The beauty of a language that is not your own is learning new words everyday. The beauty of this city is that it offers so much all day, every day. It’s like whirlwind, a tornado 24/7 that never sleeps, never rests. The beauty of NYU is that it has and endless amount of resources and an incredible network and that I am now part of it. That also means I can’t keep up with it all no matter how hard I try. I try to keep up with everything I want to read but it’s just too much. Textbooks, blogs, messages, letters, thoughts on the thought catalog, twitter. I can’t read it all. I also can’t experience it all – every thing, person and second this city throws at me – know it all, be brave all the time, understand all the words of this language that holds the most in the entire world. And I hate that. Because I want it all, be part of it all.
Yet, every day I learn. How to be a New Yorker, how to be alone again, how to deal with completely embarrassing myself in front of a stranger that maybe could have been a new friend and how to be okay with this. I should learn this, because I am sure this wasn’t the last time I made a fool out of myself.
So I learn, I read, I run, I try to quiet the screaming thoughts in my head and the bouncing of my monkey mind. I wander this city, work on projects, experience unexpected nights somewhere in the city and realize that this probably will never happen again and secretly wish it would, drink coffee, go to class, swim 100 laps on a weekly basis, spend time feeling the wind in my hair in Battery Park while watching the water, choke over words I try to write down and be blown away by how I feel like such a tiny drop in a giant ocean. I feel unnerved at times when all I want to feel is dauntless. At the same time, I feel elated too.
I guess the words I am trying to write down but miserably failing at are those that describe that feeling when your heart skips a beat and your breath stops and you feel like your insides are glued together cause you are absolutely petrified and bewildered for what is about to happen. That you are speechless and can’t seem to be able to utter a word yet your head is pounding and overflowing with thoughts. That you are paralyzed for a moment that seems to last an eternity. In plain English: I am freaking out. Big time. Not all the time, but sometimes. There are days on which life seems to be in snowball effect and I have more input than I could’ve ever imagined and then sometimes it just stops and I feel like I am spinning around in circles. How do I do this? Find a way to make all the grand ideas that I have in my head about how I wanted it to be come to life. How do I build my life?

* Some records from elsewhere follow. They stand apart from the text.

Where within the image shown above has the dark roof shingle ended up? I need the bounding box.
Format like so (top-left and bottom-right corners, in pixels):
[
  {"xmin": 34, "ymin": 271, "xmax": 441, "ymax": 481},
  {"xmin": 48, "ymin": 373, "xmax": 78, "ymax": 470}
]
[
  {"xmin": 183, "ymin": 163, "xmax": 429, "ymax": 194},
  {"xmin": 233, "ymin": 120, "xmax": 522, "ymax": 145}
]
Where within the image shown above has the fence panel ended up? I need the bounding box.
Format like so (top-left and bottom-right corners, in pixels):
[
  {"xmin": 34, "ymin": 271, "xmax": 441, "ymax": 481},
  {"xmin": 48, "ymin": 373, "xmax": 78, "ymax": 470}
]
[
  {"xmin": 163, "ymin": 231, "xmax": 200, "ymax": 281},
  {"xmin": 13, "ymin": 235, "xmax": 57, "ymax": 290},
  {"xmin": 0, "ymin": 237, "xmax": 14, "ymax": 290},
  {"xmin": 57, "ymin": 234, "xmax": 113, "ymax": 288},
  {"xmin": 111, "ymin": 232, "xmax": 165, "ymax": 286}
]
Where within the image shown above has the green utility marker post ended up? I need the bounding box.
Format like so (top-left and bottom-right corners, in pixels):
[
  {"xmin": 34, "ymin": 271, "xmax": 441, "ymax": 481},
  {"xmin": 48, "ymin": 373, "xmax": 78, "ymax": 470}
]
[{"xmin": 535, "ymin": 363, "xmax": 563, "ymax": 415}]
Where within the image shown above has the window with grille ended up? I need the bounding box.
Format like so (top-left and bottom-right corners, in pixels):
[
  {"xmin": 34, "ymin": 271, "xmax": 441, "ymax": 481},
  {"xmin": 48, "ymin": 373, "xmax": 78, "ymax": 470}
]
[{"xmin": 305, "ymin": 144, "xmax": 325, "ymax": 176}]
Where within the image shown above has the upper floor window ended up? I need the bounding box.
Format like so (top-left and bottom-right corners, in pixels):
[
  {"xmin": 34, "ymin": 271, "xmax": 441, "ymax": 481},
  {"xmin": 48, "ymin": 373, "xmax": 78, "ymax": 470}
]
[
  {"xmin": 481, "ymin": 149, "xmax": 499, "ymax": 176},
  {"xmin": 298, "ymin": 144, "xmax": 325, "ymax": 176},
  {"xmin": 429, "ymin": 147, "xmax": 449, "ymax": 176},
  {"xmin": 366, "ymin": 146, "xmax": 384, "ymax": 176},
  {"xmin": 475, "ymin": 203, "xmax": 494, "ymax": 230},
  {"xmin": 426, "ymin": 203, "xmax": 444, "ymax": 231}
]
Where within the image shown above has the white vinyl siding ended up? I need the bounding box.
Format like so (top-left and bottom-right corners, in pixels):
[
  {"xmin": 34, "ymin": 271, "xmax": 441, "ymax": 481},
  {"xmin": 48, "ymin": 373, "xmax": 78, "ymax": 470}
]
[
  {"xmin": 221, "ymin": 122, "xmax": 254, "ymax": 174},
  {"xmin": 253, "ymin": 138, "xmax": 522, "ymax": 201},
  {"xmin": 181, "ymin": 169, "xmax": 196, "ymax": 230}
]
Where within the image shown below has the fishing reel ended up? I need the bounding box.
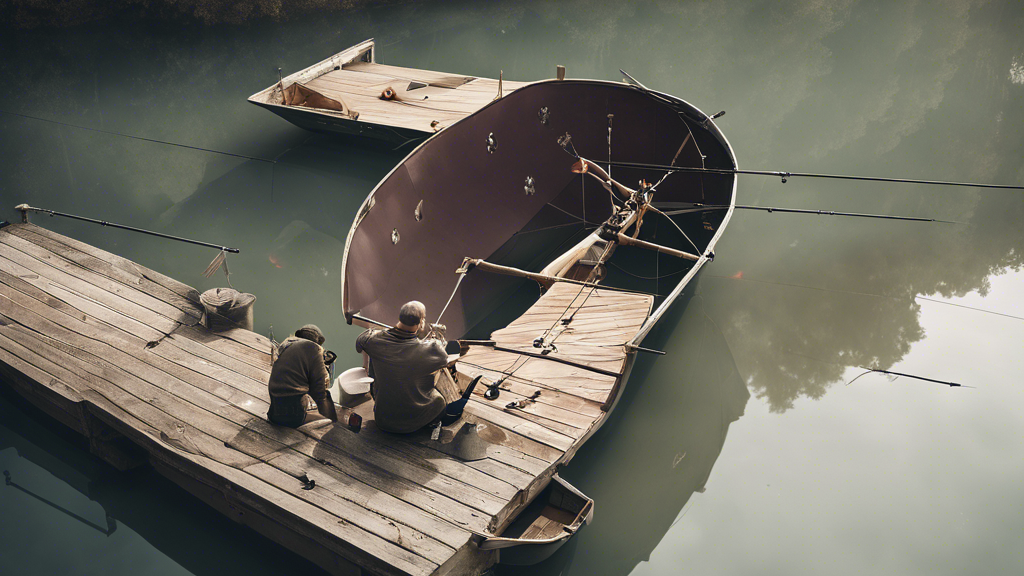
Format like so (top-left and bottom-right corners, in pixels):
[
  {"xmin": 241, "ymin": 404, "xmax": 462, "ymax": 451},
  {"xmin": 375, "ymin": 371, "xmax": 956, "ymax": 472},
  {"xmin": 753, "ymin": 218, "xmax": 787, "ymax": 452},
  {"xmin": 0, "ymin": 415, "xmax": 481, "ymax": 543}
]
[{"xmin": 483, "ymin": 377, "xmax": 505, "ymax": 400}]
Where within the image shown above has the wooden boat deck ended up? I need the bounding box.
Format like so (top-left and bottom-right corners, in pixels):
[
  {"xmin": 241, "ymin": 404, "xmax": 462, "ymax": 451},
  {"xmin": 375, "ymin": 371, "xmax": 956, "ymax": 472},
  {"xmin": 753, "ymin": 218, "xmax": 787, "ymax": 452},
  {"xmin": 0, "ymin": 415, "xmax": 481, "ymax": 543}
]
[
  {"xmin": 249, "ymin": 40, "xmax": 527, "ymax": 134},
  {"xmin": 0, "ymin": 223, "xmax": 652, "ymax": 575}
]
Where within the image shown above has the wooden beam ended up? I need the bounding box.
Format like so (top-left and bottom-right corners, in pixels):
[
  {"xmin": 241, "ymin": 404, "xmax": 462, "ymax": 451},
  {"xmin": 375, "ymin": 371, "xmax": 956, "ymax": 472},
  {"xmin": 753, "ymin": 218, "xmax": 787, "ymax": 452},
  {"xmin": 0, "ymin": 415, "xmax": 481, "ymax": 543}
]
[
  {"xmin": 615, "ymin": 233, "xmax": 700, "ymax": 262},
  {"xmin": 456, "ymin": 258, "xmax": 647, "ymax": 294}
]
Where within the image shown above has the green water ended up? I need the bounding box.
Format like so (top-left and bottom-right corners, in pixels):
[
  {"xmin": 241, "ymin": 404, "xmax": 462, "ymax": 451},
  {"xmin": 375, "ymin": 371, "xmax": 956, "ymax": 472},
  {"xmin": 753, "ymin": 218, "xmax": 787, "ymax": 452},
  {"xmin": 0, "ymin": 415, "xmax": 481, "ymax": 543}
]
[{"xmin": 0, "ymin": 1, "xmax": 1024, "ymax": 575}]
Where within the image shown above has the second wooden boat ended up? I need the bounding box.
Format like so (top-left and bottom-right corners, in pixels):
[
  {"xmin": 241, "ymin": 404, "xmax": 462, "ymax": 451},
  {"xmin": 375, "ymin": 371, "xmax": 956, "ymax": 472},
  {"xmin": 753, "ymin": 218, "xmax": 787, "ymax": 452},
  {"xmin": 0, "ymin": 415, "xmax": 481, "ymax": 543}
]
[{"xmin": 249, "ymin": 39, "xmax": 525, "ymax": 145}]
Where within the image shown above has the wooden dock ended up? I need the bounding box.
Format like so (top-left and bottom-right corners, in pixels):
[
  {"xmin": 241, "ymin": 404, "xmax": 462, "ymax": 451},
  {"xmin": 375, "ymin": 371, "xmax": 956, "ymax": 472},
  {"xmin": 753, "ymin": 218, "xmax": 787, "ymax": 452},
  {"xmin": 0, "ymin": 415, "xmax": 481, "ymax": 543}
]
[{"xmin": 0, "ymin": 223, "xmax": 652, "ymax": 576}]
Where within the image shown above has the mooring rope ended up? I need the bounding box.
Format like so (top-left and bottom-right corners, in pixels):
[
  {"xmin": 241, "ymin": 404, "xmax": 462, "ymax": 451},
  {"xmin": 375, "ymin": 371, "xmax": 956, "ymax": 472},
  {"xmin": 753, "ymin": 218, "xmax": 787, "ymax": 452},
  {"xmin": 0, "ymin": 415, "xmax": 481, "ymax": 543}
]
[{"xmin": 0, "ymin": 110, "xmax": 278, "ymax": 164}]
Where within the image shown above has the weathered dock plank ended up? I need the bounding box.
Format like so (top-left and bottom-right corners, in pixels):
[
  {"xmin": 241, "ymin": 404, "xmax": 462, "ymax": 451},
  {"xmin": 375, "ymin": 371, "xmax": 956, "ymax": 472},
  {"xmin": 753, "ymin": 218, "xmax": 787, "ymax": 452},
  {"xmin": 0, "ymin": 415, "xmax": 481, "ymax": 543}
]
[{"xmin": 0, "ymin": 223, "xmax": 650, "ymax": 576}]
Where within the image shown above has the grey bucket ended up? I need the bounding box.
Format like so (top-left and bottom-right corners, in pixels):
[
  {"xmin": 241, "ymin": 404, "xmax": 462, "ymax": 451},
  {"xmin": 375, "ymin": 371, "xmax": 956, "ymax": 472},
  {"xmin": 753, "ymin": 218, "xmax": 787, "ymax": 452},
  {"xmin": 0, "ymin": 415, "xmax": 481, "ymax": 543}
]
[{"xmin": 199, "ymin": 288, "xmax": 256, "ymax": 332}]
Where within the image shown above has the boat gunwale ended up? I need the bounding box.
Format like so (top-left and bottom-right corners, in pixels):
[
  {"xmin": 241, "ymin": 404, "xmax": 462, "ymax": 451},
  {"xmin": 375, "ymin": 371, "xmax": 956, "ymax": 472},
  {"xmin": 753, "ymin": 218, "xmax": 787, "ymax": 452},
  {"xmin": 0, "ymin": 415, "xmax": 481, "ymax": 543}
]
[{"xmin": 340, "ymin": 78, "xmax": 738, "ymax": 332}]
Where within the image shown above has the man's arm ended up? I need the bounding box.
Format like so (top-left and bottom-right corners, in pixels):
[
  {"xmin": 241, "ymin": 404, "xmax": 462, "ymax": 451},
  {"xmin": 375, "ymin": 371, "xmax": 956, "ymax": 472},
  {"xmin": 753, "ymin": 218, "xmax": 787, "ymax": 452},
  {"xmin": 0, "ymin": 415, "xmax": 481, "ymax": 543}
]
[
  {"xmin": 309, "ymin": 346, "xmax": 338, "ymax": 422},
  {"xmin": 355, "ymin": 330, "xmax": 380, "ymax": 354}
]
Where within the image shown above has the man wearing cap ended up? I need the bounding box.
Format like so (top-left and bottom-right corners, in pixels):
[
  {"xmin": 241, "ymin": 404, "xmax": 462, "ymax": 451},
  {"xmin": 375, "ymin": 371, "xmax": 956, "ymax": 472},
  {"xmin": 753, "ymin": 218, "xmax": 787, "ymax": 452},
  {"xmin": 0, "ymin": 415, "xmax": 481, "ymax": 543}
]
[
  {"xmin": 355, "ymin": 300, "xmax": 449, "ymax": 434},
  {"xmin": 266, "ymin": 324, "xmax": 338, "ymax": 428}
]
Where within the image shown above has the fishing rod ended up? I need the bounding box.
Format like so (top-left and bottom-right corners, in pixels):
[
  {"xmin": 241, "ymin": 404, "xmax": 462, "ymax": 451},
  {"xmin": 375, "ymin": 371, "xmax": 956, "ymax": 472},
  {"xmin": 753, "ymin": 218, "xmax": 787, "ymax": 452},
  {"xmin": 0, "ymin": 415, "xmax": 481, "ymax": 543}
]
[
  {"xmin": 589, "ymin": 157, "xmax": 1024, "ymax": 190},
  {"xmin": 14, "ymin": 204, "xmax": 239, "ymax": 254},
  {"xmin": 846, "ymin": 366, "xmax": 974, "ymax": 388},
  {"xmin": 664, "ymin": 202, "xmax": 964, "ymax": 224}
]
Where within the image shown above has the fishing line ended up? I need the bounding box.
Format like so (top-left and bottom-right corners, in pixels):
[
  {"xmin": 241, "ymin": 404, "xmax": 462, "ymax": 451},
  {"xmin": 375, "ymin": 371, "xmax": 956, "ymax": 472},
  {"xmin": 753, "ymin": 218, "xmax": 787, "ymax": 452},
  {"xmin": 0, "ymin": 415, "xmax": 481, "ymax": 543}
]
[
  {"xmin": 782, "ymin": 348, "xmax": 975, "ymax": 388},
  {"xmin": 647, "ymin": 204, "xmax": 701, "ymax": 254},
  {"xmin": 0, "ymin": 110, "xmax": 278, "ymax": 164},
  {"xmin": 608, "ymin": 261, "xmax": 688, "ymax": 280},
  {"xmin": 666, "ymin": 202, "xmax": 954, "ymax": 224},
  {"xmin": 428, "ymin": 272, "xmax": 469, "ymax": 335}
]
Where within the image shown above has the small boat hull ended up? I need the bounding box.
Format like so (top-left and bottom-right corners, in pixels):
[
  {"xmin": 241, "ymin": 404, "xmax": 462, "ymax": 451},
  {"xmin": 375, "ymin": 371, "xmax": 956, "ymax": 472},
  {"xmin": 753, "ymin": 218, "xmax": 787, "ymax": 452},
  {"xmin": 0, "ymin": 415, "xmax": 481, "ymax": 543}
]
[{"xmin": 480, "ymin": 474, "xmax": 594, "ymax": 566}]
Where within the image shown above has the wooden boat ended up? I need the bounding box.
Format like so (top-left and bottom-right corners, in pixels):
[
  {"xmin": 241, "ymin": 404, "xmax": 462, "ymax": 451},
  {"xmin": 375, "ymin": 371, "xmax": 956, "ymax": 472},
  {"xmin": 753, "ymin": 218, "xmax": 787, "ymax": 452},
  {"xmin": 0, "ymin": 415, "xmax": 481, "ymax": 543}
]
[
  {"xmin": 342, "ymin": 75, "xmax": 736, "ymax": 563},
  {"xmin": 249, "ymin": 39, "xmax": 525, "ymax": 143},
  {"xmin": 480, "ymin": 474, "xmax": 594, "ymax": 566}
]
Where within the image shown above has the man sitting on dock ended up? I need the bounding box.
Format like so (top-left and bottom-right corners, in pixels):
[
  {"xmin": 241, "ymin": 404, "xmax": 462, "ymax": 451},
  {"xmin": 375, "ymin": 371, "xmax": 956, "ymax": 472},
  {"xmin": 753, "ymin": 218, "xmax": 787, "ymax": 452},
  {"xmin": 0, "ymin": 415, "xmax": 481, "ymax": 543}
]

I just have to take some deep breaths. Know that things will work out. After all, it’s only been two weeks since my sister left and I threw myself into my new life here. Only a week since my suitcases have been unpacked. Give it some time – the favorite word for one of the most impatient persons in the world. Lean into the chaos, let my new world unfold. It will. Life is funny that way; when something is meant to be, it keeps finding you. New York kept finding me. My life here will catch up.